The decision is supposedly confined to the “terminally ill,” but that is a condition notoriously subject to faulty estimates and hazy boundaries. And will this new license really be confined, as the courts suggest, to older people in their declining years? Reinhardt draws repeatedly from the fount of Roe v. Wade and the right to abortion, and commentators have already pointed out the connection to children: why should the same benefits not be accorded to newborn infants, afflicted with spina bifida or other conditions that promise already to shorten their lives? After all, if the parents withhold corrective surgery in these conditions, it could truly be said that the illnesses of the children are “terminal.” And that, too, as the dissent points out, is a difference that would be, for Judge Reinhardt, a distinction that no longer matters.
Reinhardt takes curious note of the concern that decisions of this kind will remove the underpinnings of respect for life. But he remarks, with a serene flourish, that the same overheated things were said about abortion and proved so baseless: “The legalization of abortion has not undermined our commitment to life generally; nor . . . has it led to widespread infanticide. Similarly, there is no reason to believe that legalizing assisted suicide will lead to the horrific consequences its opponents suggest.” The problem simply dissolves in a wash of serenity if one merely supposes that the 1.3 million abortions performed each year do not destroy human lives or infants. In that case, the engines of abortion can keep moving while the judges look out and see, on the landscape, no discernible signs of infanticide. What seems to pass the understanding of Judge Reinhardt is that we are no longer taking readings to gauge whether we are on a “slippery slope.” His own decision is itself the telling sign that we have arrived at the “terminal” state of that slippery slope: our jurisprudence is now anchored in a radical disrespect for life, and our leading jural minds have detached the notion of “autonomy” from the moral framework that once established its meaning and coherence.
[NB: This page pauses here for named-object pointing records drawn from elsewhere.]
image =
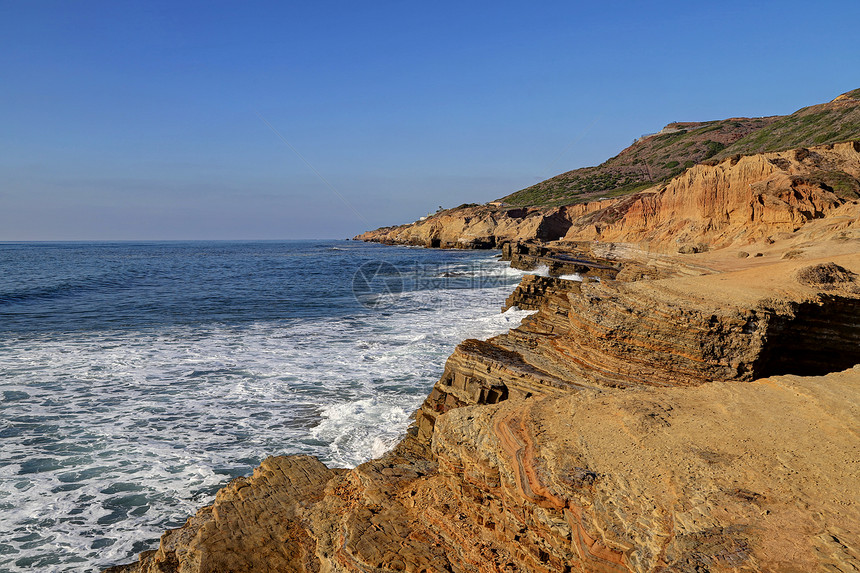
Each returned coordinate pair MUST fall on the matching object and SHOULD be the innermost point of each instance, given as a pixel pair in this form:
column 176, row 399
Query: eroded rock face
column 476, row 227
column 622, row 427
column 736, row 201
column 255, row 524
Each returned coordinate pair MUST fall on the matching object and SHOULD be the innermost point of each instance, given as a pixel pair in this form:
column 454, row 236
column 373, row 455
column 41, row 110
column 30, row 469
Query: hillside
column 681, row 145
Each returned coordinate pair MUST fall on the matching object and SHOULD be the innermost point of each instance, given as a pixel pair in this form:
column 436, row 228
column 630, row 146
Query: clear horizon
column 269, row 121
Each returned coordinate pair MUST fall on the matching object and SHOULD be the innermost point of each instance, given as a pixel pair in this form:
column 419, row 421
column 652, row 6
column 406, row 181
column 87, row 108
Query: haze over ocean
column 139, row 120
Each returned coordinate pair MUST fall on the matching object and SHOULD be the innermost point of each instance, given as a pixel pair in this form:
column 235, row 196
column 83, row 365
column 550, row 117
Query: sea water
column 138, row 378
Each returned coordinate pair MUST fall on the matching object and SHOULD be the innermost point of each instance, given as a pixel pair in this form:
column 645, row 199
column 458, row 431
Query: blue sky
column 141, row 120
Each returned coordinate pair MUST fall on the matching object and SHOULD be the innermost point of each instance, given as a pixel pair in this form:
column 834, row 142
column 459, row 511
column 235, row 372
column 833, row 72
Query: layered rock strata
column 733, row 202
column 622, row 427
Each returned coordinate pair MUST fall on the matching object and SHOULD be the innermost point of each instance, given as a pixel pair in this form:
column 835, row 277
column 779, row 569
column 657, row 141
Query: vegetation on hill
column 815, row 125
column 659, row 157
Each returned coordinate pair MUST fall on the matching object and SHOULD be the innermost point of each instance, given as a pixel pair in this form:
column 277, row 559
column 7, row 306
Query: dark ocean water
column 138, row 378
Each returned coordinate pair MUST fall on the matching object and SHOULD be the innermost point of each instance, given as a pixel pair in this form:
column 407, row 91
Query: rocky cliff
column 690, row 404
column 625, row 426
column 734, row 202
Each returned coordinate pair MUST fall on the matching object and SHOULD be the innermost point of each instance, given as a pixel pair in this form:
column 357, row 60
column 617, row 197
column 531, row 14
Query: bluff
column 691, row 405
column 736, row 201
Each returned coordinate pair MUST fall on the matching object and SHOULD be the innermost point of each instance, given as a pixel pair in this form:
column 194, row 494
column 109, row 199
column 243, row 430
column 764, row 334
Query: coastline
column 666, row 411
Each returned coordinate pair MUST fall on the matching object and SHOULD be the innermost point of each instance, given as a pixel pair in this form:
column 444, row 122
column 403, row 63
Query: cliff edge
column 696, row 423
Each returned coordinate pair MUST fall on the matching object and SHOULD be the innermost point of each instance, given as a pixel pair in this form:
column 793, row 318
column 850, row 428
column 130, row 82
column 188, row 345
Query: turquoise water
column 137, row 379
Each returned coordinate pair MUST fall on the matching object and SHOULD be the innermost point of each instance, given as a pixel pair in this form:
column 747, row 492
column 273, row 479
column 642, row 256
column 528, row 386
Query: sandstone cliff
column 642, row 426
column 734, row 202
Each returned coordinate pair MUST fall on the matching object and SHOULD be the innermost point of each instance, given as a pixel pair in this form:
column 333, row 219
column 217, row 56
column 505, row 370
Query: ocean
column 136, row 379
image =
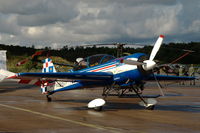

From this decision of the appellate court in the Ninth Circuit, there is only one path of appeal, and that is to the Supreme Court. But a Court now containing Justices Breyer and Ginsburg offers no ground of hope. At a certain point, pro-lifers will have to break themselves from the romantic haze that still engulfs some of them when it comes to the political parties and finally take notice of facts too plain to be ignored any longer. The judges overruled in these cases were appointed by Ronald Reagan. The antilife decisions have come from the Carter appointees, with reinforcements supplied by Bill Clinton. Many Catholic bishops are still attached, in their “social agenda,” to the liberalism of the Democrats. And they persist in their attachment even as that liberalism is steadily denied and undermined by the Democratic appointees to the courts as they address abortion and the life issues. If there are pro-lifers who still affect to be puzzled by the differences between the parties, even as they come to the threshold of a presidential election, someone should provide them with a kind of Sesame Street kit, to instruct them in the rudiments of political sobriety. And they can begin with the difference between Up and Down, Life and Death.